Le 15 mars 2026 restera à jamais gravé dans l’histoire de la franc-maçonnerie aux îles Canaries. Ce jour-là, le Temple maçonnique de Santa Cruz de Tenerife, situé rue San Lucas, a de nouveau accueilli des réunions maçonniques après près de quatre-vingt-dix ans de silence. Il ne s’agissait pas simplement de la célébration d’une réunion solennelle de la Grande Loge, mais d’un événement empreint de symbolisme, de mémoire et de continuité.

L’édifice, fermé en 1936 au début de la guerre civile espagnole et resté silencieux pendant des décennies, a récemment été réhabilité et rouvert au public en octobre 2025. Cependant, au-delà de sa restauration architecturale, ce qui a été véritablement significatif, c’est le rétablissement de sa fonction d’origine : être un espace de réunion, de réflexion et de travail pour les francs-maçons.

La réunion solennelle qui s’est tenue à l’intérieur du temple s’inscrivait dans le cadre des événements de la Grande Assemblée de la Grande Loge des Îles Canaries, qui a rassemblé ce week-end des francs-maçons de divers horizons dans une atmosphère de fraternité et de respect. Le programme comprenait, entre autres activités, un dîner de bienvenue au Royal Casino de Tenerife, la célébration de l’Assemblée de la Grande Loge, un déjeuner fraternel et, point d’orgue de l’événement, la Grande Réunion qui s’est tenue dans le temple même.

Au total, 80 francs-maçons ont participé à cette réunion, un nombre correspondant à la capacité maximale actuelle du Temple, fixée à 84 personnes. Parmi les participants figuraient d’éminentes personnalités de la communauté maçonnique internationale, telles que le Grand Chancelier de la Grande Loge de France, Martial Ouondo ; le Secrétaire Général de la Confédération Internationale des Grandes Loges Unies ; le Souverain Grand Commandeur du Suprême Conseil d’Espagne pour le Rite Écossais Ancien et Accepté ; ainsi que des représentants de la Grande Loge Nationale du Portugal et de la Grande Loge Générale d’Espagne.

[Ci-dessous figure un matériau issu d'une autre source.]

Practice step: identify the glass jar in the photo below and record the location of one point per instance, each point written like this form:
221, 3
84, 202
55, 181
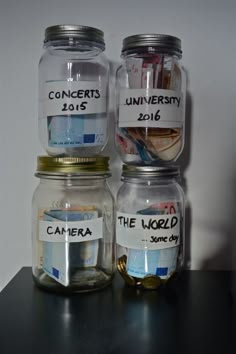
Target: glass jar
151, 89
73, 224
150, 225
73, 91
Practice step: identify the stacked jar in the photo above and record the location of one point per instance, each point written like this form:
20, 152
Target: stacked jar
149, 139
73, 209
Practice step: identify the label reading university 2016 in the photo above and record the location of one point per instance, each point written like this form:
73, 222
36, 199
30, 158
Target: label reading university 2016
148, 232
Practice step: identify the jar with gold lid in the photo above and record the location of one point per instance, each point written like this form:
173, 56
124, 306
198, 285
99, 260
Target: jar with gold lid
73, 222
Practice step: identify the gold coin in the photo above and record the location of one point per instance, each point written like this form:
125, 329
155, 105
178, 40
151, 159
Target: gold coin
151, 282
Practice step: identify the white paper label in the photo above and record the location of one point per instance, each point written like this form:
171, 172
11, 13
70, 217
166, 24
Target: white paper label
70, 231
73, 98
150, 108
152, 232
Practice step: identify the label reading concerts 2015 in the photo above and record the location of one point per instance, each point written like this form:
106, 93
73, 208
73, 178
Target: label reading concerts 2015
74, 98
148, 232
150, 108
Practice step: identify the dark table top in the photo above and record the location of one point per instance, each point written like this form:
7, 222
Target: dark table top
195, 314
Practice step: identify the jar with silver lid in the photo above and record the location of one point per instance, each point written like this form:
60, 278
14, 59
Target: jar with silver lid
150, 225
73, 91
151, 89
73, 224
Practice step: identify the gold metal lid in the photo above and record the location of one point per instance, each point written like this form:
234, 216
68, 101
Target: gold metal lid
48, 165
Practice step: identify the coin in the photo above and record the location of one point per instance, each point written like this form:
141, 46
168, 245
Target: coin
151, 282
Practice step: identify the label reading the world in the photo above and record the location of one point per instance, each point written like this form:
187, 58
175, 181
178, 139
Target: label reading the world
148, 232
73, 98
150, 108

Mais au-delà des figures et des représentations institutionnelles, ce qui se passait à l’intérieur du Temple revêtait une dimension plus profonde. Après quatre-vingt-dix ans d’inactivité, les colonnes furent à nouveau témoins d’un travail rituel, l’Orient rayonna symboliquement de Lumière et l’espace retrouva toute sa signification. Ce fut un moment de réflexion, mais aussi d’affirmation : la certitude que la franc-maçonnerie, en tant qu’école de perfectionnement humain, ne dépend pas exclusivement des espaces physiques, aussi profondément significatifs soient-ils.

Lors de l’ouverture des débats, cette idée a été particulièrement mise en avant : le Temple extérieur peut être fermé, mais le Temple intérieur demeure toujours présent dans la conscience de ceux qui œuvrent pour la vérité, la liberté et la fraternité. L’histoire a démontré que les circonstances peuvent perturber ce qui est visible, mais elles ne sauraient éteindre les principes lorsqu’ils sont enracinés dans la dignité humaine.

La célébration de cette réunion de la Loge n’était donc pas un exercice de nostalgie, mais une réaffirmation de la continuité. La franc-maçonnerie n’est pas une réalité circonstancielle, liée à un moment historique précis, mais une tradition structurelle qui transcende le temps, s’adaptant à chaque époque sans renoncer à ses valeurs essentielles.

La journée s’est conclue par un moment particulièrement émouvant : l’interprétation au violon de l’Ode à la joie, dont les notes ont résonné sous la voûte du Temple, symbole d’harmonie, d’unité et d’espoir. Cette conclusion a parfaitement résumé l’esprit de l’événement : la reconquête d’un espace, mais surtout, la réaffirmation d’un engagement.

La Grande Loge des Îles Canaries souhaite exprimer sa sincère gratitude au Conseil municipal de Santa Cruz de Tenerife pour sa collaboration, et plus particulièrement au Département de la Culture, en la personne de son conseiller, M. Santiago Díaz Mejías, dont l’implication a été fondamentale pour rendre possible la célébration de cette réunion de la Loge au Temple maçonnique.

Aujourd’hui, le Temple de la rue San Lucas reprend vie au sein de la franc-maçonnerie. Et avec lui, une idée simple mais profonde est réaffirmée : l’Œuvre ne s’interrompt jamais, la Lumière trouve toujours le moyen de revenir et le Temple, lorsqu’il est fondé sur la vérité, demeure.